The yield in the directions says it “serves 2 dozen”. I interpreted that to mean one recipe makes 24 cookies. I wanted 8 dozen (108 cookies) so I quadrupled it. 144 cookies later I was done.
Good news these are delicious cookies and abolutely will not go to waste. But just be aware that if you multiply the recipe, you may end up with more than you expected.
Sue perrin says
These cookies are fantastic. I replaced half the butter with cannabis oil, the sugar and spices blended well with the herb. Thanks for sharing this recipe
Trish - Mom On Timeout says
Wonderful Sue! So glad you enjoyed them!
Melissa says
Just finished making these tonight for my office potluck and omg! They are so so good. Just the right amount of chocolatey and the cayenne flavor comes in at the end. Super soft too! I was interested in making these not only because they sounded yum, but because they were so simple too. Definitely will be making these again.
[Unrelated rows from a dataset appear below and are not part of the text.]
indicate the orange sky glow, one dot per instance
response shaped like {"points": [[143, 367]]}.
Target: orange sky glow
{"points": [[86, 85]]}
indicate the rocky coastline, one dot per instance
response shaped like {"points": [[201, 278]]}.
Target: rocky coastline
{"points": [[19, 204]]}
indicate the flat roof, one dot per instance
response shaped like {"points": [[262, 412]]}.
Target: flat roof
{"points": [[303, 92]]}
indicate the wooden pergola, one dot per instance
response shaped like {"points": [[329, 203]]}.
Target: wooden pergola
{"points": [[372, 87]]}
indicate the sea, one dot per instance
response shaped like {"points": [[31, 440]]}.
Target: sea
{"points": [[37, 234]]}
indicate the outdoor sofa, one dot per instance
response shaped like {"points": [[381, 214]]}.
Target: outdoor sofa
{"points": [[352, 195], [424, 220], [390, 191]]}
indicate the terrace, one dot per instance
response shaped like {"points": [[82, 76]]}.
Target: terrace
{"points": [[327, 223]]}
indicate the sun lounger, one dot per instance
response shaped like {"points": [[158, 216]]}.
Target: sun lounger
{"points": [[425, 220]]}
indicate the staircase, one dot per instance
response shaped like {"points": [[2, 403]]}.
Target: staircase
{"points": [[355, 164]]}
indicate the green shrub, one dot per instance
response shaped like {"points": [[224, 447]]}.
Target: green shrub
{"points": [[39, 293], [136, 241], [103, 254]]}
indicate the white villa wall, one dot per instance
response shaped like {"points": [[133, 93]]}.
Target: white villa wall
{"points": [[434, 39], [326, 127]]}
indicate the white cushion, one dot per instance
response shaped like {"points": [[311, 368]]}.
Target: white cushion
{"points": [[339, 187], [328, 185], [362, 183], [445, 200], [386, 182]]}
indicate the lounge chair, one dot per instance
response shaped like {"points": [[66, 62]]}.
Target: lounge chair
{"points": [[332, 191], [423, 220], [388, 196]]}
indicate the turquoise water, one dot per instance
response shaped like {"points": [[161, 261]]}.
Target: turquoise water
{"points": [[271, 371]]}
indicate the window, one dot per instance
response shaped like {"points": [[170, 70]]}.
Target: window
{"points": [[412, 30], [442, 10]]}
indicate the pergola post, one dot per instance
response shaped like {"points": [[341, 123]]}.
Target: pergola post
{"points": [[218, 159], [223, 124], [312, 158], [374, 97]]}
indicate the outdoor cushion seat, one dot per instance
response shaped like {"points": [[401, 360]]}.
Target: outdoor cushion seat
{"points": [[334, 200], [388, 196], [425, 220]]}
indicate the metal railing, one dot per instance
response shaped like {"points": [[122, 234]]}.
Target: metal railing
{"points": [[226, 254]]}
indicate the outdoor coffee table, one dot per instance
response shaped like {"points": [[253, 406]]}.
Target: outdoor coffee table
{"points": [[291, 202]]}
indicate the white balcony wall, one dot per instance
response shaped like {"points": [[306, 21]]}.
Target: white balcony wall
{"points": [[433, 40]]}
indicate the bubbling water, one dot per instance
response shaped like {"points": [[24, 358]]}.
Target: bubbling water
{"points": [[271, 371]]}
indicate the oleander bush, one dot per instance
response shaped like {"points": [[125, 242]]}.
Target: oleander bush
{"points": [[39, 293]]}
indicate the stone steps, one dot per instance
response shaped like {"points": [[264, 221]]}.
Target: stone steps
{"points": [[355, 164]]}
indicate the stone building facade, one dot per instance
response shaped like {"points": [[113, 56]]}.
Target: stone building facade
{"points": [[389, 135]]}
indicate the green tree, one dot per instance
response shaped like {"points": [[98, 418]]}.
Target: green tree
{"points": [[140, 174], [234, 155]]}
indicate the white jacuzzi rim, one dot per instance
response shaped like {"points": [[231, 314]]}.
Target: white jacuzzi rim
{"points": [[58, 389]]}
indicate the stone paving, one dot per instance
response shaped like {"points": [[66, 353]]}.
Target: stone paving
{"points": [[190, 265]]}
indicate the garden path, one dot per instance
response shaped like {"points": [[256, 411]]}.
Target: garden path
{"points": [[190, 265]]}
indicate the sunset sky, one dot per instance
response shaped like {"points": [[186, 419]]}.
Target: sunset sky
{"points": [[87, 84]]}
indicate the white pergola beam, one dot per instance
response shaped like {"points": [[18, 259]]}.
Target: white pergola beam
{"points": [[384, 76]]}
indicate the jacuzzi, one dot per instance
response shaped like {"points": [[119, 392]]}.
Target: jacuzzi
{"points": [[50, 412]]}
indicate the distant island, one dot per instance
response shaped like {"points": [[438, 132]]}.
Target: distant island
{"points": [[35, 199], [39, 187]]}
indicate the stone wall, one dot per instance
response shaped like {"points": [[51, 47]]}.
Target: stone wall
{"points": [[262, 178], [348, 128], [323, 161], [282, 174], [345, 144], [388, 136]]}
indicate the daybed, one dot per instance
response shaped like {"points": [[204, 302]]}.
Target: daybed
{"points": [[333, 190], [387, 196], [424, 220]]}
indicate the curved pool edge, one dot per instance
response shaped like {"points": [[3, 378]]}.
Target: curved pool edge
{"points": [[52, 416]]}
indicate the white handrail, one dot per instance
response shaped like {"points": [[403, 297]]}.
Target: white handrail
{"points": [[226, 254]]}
Thank you so much for sharing!
Veronica says
Is the dough supposed to be super sticky and messy? They come out good but the dough is a pain to work with, very sticky and messy. Would it be best to chill the dough in the fridge?
Jordan says
These are in my oven now and smell amazing!!!! I can’t wait to try them!
Laura says
I was expecting these to be made with Mexican chocolate! Still looks delicious and I can’t wait to give them a try.
Hafsa says
I really like chocolates and soon I will try this recipe. Thanks for sharing 🙂
Trish - Mom On Timeout says
Wonderful! Thanks for stopping by!
Melissa Howell says
Oh my gosh! I have to try these! I just posted a recipe for Mexican Chocolate Cookies on my blog, but I love the idea of combining them with a Snickerdoodle!
Cecile- My Yellow Farmhouse says
These are so delicious looking and I love the idea of adding cayenne!!!
Mir says
My husband would totally add more cayenne and burn his tongue off. That is totally him.
Sorry the cupcakes went south, but these are amazing!
Roxana says
I love how soft the cookies look! I’m sure your family loved them!